Helene Schulthess, Querflöte, Ferroud

Pierre-Octave Ferroud (1900 ‑ 1936)

Pierre-Octave Ferroud (1900–1936)

Pierre Octave Ferroud and his work

Pierre Octave Ferroud was a French composer, concert organiser and music critic. He studied harmony with Edouard Commette at the Lyon Conservatory and at the same time natural sciences at the University of Lyon.

In 1923, he became a music critic for the evening newspaper Paris-Soir. In Paris in the 1920s, he socialised with the musicians of the ‘Groupe des Six’, Jean Cocteau, Francis Poulenc and Igor Stravinsky and discovered the works of Bela Bartók and Paul Hindemith, among others, during his travels. He was a close friend of Francis Poulenc.
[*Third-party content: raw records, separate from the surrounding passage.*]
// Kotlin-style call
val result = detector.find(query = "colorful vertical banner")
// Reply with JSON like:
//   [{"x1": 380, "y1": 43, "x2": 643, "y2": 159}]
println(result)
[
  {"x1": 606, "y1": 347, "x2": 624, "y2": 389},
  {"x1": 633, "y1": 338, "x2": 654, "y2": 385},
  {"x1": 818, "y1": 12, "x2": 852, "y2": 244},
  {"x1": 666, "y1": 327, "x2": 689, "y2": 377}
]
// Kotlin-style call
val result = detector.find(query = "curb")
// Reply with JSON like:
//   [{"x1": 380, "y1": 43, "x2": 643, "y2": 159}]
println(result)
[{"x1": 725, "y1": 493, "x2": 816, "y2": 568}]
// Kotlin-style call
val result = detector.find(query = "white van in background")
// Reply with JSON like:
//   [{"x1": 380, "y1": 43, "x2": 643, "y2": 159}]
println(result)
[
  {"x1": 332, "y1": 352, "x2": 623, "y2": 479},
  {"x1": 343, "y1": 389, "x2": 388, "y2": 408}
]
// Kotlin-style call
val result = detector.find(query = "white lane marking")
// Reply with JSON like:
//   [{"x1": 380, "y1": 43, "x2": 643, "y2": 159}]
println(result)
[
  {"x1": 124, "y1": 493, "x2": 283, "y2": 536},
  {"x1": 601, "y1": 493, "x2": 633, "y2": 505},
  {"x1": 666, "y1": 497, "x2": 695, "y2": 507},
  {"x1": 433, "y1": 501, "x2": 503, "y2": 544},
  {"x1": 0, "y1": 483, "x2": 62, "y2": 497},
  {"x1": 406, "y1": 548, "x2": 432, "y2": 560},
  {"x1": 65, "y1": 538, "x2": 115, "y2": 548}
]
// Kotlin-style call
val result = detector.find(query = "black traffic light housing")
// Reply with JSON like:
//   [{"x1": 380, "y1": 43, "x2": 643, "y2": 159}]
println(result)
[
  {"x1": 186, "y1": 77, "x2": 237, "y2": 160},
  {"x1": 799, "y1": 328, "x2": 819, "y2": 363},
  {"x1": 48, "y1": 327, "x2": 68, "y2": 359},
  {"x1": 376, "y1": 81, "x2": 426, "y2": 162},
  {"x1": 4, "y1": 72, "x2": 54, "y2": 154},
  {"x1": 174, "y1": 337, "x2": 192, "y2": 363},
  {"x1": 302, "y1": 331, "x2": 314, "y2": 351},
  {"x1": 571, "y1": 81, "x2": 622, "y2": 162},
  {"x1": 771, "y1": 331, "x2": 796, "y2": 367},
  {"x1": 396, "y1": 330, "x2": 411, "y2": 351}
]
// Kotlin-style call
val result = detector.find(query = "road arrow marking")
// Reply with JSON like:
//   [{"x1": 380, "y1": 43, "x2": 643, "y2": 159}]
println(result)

Ferroud founded the ‘Société de Musique de Chambre Le Triton’ in 1932, which played an important role in the dissemination of contemporary music and publicised works by foreign composers that had rarely been performed in France.

He died at the age of 36 in a car accident while travelling in Hungary. Ferroud's works are characterised by rich counterpoint. They show influences from Bartók, Stravinsky and Hindemith.

Toan Yan is the third piece from the „Trois Pièces“

‘Toan-Yan’, the “Festival of the Double Five” (5th day of the 5th month), is one of the most important festivals in China alongside the Chinese New Year and the Moon Festival. According to legend, it dates back to the attempted rescue of Qu Yuan during the Warring States period (475-221 BC), who is said to have drowned himself in the Miluo Jiang River due to injustice suffered. The very lively and colourful festival commemorates this event. Ferroud uses an original Chinese melody in this composition.

Villa Patumbah
Zurich, Switzerland

Helene Schulthess, Querflöte, Toan-Yan
Helene Schulthess, Querflöte, Toan-Yan
Helene Schulthess, Querflöte, Toan-Yan

Carl Fürchtegott Grob-Zundel, the owner of Villa Patumbah, came from a family of bakers in Zurich. He acquired his immense wealth through his involvement in tobacco plantations in Sumatra. Villa Patumbah - named after his plantation in Sumatra - was the most exclusive property in Zurich at the time. The architects Alfred Chiodera and Theophil Tschudy combined stylistic elements from the Gothic, Renaissance and Rococo periods with motifs inspired by the Far East to create a harmonious whole.

Today, Villa Patumbah is the headquarters of the Swiss Heritage Society.